GCC and the repercussions of Arab Spring

 05 Feb 2014 - 4:33


On Sunday, the Foreign Ministry of the UAE summoned the ambassador of Qatar over remarks made by Dr Yusuf Al Qaradawi in his Friday sermon in Doha on January 25. Al Qaradawi had said that “the UAE stands against any Islamic rule, and imprisons its sympathizers”. Later, H E Dr Khalid Al Attiyah, Qatar’s Foreign Minister, said in an interview on Qatar TV that Yusuf Al Qaradawi’s words do not reflect the foreign policy of the State of Qatar, and its foreign policy is always articulated through official channels, not through any other platform.
Of course, this is not the first time, and it will not be the last, when there are tensions and bickering between the Gulf states. Tensions occur repeatedly in various fields and they are not limited to differences of opinion among leaders. If we go back a little, we will find that there were tensions because of a football match, a television series, a song, a poem, or because of tweets in social networking sites. These tensions affect even members of one household.
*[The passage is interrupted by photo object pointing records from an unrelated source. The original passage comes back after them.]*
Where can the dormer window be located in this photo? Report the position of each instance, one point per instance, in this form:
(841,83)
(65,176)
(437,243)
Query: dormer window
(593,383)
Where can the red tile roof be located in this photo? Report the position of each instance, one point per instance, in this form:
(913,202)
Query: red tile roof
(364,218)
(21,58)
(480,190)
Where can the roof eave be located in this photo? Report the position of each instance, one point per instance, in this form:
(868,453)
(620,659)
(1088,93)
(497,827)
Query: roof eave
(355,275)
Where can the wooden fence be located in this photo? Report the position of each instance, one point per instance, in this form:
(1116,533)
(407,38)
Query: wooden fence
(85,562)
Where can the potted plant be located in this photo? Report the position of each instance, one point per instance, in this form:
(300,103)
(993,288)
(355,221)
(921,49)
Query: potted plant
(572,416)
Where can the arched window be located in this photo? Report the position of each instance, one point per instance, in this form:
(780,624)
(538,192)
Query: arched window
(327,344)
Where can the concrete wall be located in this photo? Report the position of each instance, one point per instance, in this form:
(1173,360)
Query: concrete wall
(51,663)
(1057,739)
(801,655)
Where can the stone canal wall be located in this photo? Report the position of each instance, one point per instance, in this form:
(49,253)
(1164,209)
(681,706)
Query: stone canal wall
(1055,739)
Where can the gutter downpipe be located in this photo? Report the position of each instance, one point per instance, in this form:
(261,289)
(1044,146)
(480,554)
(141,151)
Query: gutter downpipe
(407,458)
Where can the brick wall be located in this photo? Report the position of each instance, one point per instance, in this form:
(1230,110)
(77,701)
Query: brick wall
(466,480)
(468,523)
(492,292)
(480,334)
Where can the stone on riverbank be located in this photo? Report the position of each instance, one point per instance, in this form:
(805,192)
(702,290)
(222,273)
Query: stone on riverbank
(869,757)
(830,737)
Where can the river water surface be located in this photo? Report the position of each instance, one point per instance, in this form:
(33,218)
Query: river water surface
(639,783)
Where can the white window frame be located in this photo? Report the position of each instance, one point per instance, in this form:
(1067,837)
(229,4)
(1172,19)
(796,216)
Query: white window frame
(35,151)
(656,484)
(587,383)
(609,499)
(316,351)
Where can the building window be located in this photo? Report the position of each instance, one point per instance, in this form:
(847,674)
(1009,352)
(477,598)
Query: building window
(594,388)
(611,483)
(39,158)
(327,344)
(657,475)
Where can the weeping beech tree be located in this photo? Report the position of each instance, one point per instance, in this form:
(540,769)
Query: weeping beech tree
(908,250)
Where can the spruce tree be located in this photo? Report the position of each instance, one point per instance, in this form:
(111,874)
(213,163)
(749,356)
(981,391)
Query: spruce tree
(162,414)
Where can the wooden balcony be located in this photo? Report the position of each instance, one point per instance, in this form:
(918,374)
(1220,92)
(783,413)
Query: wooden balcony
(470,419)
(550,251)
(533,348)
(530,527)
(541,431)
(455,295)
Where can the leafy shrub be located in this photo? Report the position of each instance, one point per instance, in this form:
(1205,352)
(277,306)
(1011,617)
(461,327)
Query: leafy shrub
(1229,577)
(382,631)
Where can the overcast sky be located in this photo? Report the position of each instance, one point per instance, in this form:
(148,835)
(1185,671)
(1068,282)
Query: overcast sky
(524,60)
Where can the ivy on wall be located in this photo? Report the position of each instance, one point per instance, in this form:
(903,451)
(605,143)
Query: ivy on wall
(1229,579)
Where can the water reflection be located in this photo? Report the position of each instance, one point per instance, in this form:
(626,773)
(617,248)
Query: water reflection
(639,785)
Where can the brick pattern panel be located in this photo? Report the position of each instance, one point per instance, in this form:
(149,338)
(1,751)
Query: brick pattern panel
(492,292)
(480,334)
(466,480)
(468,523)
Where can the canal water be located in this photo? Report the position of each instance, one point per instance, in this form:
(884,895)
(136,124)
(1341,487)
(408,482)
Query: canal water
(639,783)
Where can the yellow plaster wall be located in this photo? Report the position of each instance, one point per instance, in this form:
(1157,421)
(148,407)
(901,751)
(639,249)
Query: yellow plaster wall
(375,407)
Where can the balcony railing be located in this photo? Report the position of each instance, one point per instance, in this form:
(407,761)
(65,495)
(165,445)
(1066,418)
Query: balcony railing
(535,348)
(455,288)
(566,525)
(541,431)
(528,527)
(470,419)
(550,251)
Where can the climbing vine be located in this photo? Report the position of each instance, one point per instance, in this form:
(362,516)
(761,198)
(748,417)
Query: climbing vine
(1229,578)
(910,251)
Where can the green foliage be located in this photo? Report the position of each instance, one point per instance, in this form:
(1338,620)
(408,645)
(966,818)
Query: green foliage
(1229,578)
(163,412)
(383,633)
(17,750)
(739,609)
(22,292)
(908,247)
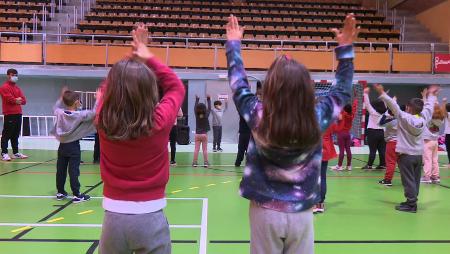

In the past, members of a particular tribe had moved from their location to another place and tribe due to tensions with their original tribe. 
We must understand that there is always tension in human relations but it’s our maturity, awareness and education that keeps us closer and united.
There is no doubt that the Arab revolution has caused division and discrimination among Arab people, caused by regimes, governments, parties with narrow interests, or due to mixing of religion and politics, or politics with culture, and all this is orchestrated to divert public attention from real and serious issues.
Some countries use financial incentives to influence others, some launch media campaigns against other countries in the name of freedom of expression, while others use mosques for partisan interests -- all these will take us back to the old days when tribes fought against each other.
We cannot attain the progress of the developed world and countries of the European Union without changing out negative perceptions. Arabs must embrace the teachings of our religion and realize that Gulf unity is more important and stronger than we think. 
A statement from a mosque or tweets should not damage our unity, and it’s not possible as long as we remain committed to the teaching of Holy Quran and of our Prophet (Peace Be Upon Him).